Сочинив ещё одну бессонную ночь, сказочник отдыхал в тени вишнёвого дерева. Спелые ягоды грузно падали с веток на землю, шлёпали по ножнам меча, растекаясь кровавыми пятнами. Бесшумно прятались в звериных шкурах плаща.
Зверь приходил, когда было хорошо, и Сказочник загадал: «Если в рот упадёт ягода, пока я считаю до десяти, то сегодня он не придёт».
«Восемь, девять…».
— Мр-р-р-р — потёрлась о колено кошка. — Скучал?

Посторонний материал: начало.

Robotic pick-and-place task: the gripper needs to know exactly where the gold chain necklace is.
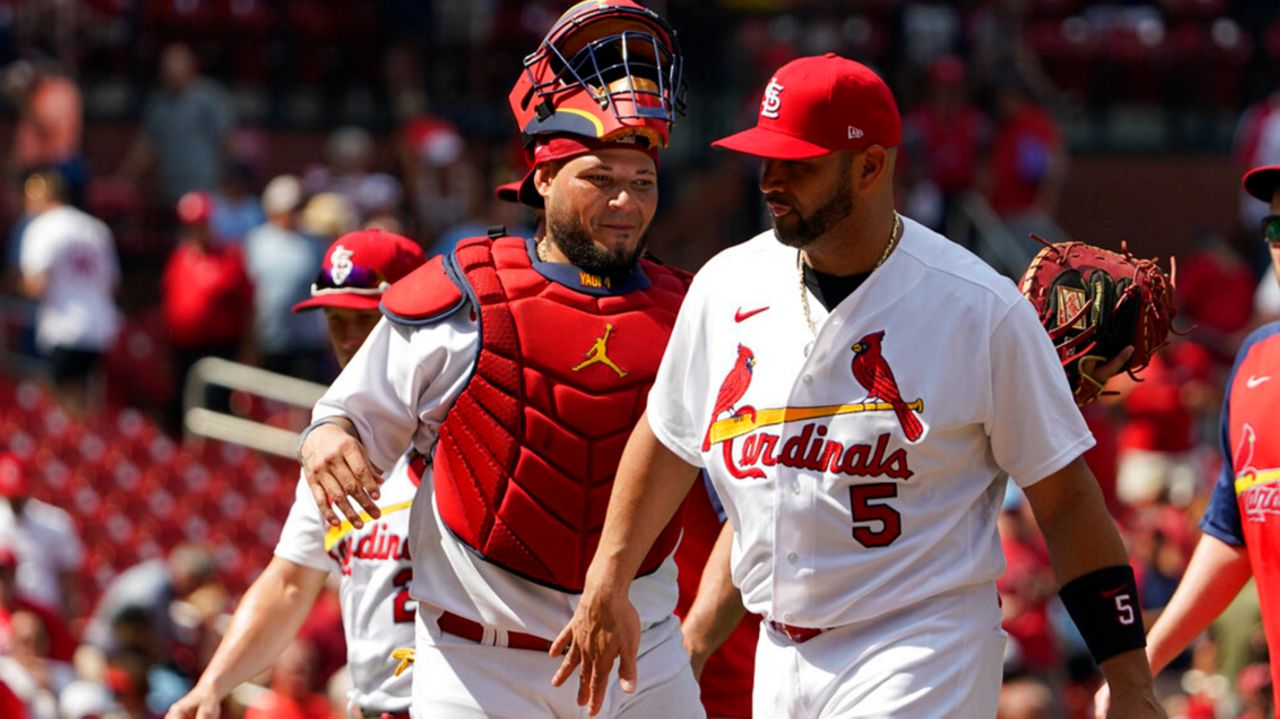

Роняя лопающиеся от спелости плоды, дерево наблюдало за хищником. Ночью он накормил меч и развлекал его сказками. А теперь вытянулся на шкурах и решил поиграть с деревом.
Зверь приходил не от голода или от скуки, и не за новыми историями. Просто когда сказочнику было хорошо, на его груди очень сладко спалось. А сделать так, чтобы человеку было хорошо, умеет каждая кошка.
Меч негодовал - его всю ночь шлифовали глупыми сказками, а утром сунули под эту перезрелую вишню. Жутко хотелось позвать зверя, но шлепки мокрых задниц по ножнам мешали сосредоточиться. И этот человек опять что-то задумал — лежит с открытым ртом и считает. Считает себя сказочником, не подозревая, что он — продолжение меча.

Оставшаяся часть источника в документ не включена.